Talk: Property Checking by Combining Verification and Testing
Software validation is the task of determining if the software meets the expectations of its users. For the most part, industrial practice of software engineering uses testing to validate software. Testing is incomplete in the sense that it validates the software only for the test inputs that we execute. The software might exhibit undesired behavior with test inputs we do not have. The holy grail of software validation is verification. Here, the goal is to formally prove that the software meets its expectations for all possible test inputs, and for all possible executions.
In practice, verification efforts run into two major difficulties. First, it is very hard to formally specify expectations as specifications in a formal language that can be input to a verification tool. Complete specifications of complex software (like an operating system) could be as complex as the software itself, and it is very hard to get programmers and system designers to write specifications. Next, even if specifications were to somehow exist, the scale and complexity of large software (which can run into tens of millions of lines of source code) is well beyond the capabilities of today's verification tools.
In this short paper, we discuss some possible approaches for these problems. First, in order to the address the difficulties in writing specifications, we believe that there are ways by which we can ask programmers for high-level guidelines about the structure of specifications, and use statistical techniques to automatically generate detailed specifications. Second, in order to address scalability, we believe that we can exploit the continuum between verification and testing, and design hybrid algorithms that combine testing and verification.
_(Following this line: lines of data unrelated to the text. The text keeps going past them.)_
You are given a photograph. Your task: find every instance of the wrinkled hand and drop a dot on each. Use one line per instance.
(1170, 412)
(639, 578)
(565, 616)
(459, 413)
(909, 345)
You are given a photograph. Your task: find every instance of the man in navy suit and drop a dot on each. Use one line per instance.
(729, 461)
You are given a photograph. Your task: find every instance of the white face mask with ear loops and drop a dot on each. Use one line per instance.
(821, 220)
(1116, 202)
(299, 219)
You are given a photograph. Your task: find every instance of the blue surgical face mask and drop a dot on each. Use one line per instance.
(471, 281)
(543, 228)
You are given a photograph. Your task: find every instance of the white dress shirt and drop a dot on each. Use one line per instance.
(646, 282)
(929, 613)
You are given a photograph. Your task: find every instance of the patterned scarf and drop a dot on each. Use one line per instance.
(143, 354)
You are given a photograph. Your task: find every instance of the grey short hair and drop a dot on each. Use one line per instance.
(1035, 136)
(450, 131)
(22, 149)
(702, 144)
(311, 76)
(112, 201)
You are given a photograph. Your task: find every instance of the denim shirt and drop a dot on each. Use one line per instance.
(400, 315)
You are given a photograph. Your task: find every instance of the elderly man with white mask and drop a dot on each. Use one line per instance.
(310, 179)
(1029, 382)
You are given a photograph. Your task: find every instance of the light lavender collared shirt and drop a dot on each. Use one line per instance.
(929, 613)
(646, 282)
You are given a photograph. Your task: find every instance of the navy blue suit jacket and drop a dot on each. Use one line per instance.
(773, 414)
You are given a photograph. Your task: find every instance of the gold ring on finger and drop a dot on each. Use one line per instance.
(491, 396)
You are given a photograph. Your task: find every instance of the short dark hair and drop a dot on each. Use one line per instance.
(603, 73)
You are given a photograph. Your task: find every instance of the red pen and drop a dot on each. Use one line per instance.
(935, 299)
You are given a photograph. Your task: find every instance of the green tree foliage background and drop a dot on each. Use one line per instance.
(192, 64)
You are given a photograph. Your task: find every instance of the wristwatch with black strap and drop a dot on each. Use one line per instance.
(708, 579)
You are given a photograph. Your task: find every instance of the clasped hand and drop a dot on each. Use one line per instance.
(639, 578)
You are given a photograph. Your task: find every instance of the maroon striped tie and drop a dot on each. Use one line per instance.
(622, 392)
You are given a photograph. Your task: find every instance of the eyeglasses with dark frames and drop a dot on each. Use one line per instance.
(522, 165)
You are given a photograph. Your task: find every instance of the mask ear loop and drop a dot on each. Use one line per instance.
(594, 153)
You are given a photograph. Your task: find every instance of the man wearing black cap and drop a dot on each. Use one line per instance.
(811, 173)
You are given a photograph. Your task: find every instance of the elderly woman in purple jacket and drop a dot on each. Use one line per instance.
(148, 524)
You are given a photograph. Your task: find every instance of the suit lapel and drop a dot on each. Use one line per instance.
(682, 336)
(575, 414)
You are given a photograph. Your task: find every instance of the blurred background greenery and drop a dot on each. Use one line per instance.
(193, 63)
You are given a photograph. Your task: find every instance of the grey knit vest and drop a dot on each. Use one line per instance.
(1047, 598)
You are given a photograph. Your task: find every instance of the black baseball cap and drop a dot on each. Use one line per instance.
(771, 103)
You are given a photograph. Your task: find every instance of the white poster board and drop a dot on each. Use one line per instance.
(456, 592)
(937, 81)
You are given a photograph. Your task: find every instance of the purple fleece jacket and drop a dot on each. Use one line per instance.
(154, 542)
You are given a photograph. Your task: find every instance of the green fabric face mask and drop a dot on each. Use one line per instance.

Talk: Security Testing and Formal Methods for High Levels Certification of Smart Cards
We will discuss security testing and formal methods in the framework of the Common Criteria certification of smart cards. The discussion will introduce the requirements of the standard on the test activity and on the description of the design and will identify their impact on the methods and tools to use. Emphasis will be placed on the high levels of certification in which formal methods are required to demonstrate the correct design of the security. We will discuss the advantage of a mixed approach of formal model-based testing, that will allow to reach, in a pragmatic way, high levels of certification.